From e0704ddeba84a475ff09674fea043bfe8eb25b48 Mon Sep 17 00:00:00 2001
From: Kent Slaney <kent@slaney.org>
Date: Sun, 14 Jul 2024 16:24:14 -0600
Subject: [PATCH] add parameter documentation back in

---
 whisper/transcribe.py | 91 +++++++++++++++++++++++++++++++++++++++++++
 1 file changed, 91 insertions(+)

diff --git a/whisper/transcribe.py b/whisper/transcribe.py
index 17ec3cc..0964c8a 100644
--- a/whisper/transcribe.py
+++ b/whisper/transcribe.py
@@ -273,6 +273,74 @@ class Transcriber(metaclass=PassthroughPropertyDefaults):
             clip_timestamps: Union[str, List[float]] = "0",
             hallucination_silence_threshold: Optional[float] = None,
             **decode_options):
+        """
+        Transcribe an audio file using Whisper
+
+        Parameters
+        ----------
+        model: Whisper
+            The Whisper model instance
+
+        verbose: bool
+            Whether to display the text being decoded to the console. If True,
+            displays all the details, If False, displays minimal details. If
+            None, does not display anything
+
+        temperature: Union[float, Tuple[float, ...]]

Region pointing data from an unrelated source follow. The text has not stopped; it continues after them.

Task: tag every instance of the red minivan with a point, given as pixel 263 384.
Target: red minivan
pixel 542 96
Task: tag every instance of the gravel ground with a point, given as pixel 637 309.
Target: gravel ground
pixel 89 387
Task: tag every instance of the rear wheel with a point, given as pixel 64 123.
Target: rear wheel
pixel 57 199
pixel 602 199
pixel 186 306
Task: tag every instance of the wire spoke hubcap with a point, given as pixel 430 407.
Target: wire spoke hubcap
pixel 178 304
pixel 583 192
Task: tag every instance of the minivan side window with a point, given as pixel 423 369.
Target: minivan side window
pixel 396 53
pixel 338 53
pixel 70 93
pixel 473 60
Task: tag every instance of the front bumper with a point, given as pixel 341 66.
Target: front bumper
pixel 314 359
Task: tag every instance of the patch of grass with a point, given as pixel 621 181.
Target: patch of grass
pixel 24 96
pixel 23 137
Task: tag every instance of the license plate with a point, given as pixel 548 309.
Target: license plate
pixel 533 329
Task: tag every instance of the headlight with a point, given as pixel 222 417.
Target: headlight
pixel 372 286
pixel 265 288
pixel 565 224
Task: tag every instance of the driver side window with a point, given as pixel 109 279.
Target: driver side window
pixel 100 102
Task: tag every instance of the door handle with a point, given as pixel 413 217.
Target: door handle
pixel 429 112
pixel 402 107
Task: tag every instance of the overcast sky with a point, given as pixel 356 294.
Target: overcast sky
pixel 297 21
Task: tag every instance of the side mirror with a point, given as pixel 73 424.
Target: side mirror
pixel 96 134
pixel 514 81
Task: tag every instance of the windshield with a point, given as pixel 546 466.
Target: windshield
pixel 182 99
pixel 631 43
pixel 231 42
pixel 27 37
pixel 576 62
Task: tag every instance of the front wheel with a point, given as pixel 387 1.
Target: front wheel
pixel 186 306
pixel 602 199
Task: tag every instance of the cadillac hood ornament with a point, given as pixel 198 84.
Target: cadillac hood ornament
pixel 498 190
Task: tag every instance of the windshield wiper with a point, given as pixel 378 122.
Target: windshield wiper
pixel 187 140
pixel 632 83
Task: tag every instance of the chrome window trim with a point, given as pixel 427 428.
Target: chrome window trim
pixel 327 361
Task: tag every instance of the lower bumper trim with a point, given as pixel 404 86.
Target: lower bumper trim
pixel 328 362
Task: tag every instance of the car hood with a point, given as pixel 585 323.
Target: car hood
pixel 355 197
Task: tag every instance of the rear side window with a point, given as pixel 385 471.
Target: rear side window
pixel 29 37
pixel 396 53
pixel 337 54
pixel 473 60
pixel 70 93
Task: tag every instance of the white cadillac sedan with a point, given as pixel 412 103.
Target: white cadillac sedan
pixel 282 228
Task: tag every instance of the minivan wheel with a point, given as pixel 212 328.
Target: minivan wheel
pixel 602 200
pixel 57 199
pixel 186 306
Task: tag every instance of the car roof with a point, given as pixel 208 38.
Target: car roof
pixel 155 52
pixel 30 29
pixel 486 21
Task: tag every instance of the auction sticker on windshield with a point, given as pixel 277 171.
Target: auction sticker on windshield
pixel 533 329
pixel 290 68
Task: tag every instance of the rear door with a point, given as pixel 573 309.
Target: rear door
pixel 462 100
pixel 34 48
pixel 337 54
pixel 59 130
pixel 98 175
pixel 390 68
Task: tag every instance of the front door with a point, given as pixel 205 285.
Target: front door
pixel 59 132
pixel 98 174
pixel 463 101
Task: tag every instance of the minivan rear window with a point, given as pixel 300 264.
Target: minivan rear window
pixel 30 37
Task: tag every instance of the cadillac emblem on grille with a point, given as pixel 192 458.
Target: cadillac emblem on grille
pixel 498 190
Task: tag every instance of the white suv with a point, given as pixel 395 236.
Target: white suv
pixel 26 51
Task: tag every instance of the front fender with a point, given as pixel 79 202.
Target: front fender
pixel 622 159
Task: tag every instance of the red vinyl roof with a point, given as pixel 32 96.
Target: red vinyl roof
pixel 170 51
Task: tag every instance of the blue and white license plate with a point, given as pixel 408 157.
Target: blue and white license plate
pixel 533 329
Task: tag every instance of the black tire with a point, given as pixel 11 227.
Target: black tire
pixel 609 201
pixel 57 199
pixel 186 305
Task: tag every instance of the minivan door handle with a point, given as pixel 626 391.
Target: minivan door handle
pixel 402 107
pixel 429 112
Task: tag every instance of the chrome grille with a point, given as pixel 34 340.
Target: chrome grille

+            Temperature for sampling. It can be a tuple of temperatures, which
+            will be successively used upon failures according to either
+            `compression_ratio_threshold` or `logprob_threshold`.
+
+        compression_ratio_threshold: float
+            If the gzip compression ratio is above this value, treat as failed
+
+        logprob_threshold: float
+            If the average log probability over sampled tokens is below this
+            value, treat as failed
+
+        no_speech_threshold: float
+            If the no_speech probability is higher than this value AND the
+            average log probability over sampled tokens is below
+            `logprob_threshold`, consider the segment as silent
+
+        condition_on_previous_text: bool
+            if True, the previous output of the model is provided as a prompt
+            for the next window; disabling may make the text inconsistent across
+            windows, but the model becomes less prone to getting stuck in a
+            failure loop, such as repetition looping or timestamps going out of
+            sync.
+
+        word_timestamps: bool
+            Extract word-level timestamps using the cross-attention pattern and
+            dynamic time warping, and include the timestamps for each word in
+            each segment.
+
+        prepend_punctuations: str
+            If word_timestamps is True, merge these punctuation symbols with the
+            next word
+
+        append_punctuations: str
+            If word_timestamps is True, merge these punctuation symbols with the
+            previous word
+
+        initial_prompt: Optional[str]
+            Optional text to provide as a prompt for the first window. This can
+            be used to provide, or "prompt-engineer" a context for
+            transcription, e.g. custom vocabularies or proper nouns to make it
+            more likely to predict those word correctly.
+
+        decode_options: dict
+            Keyword arguments to construct `DecodingOptions` instances
+
+        clip_timestamps: Union[str, List[float]]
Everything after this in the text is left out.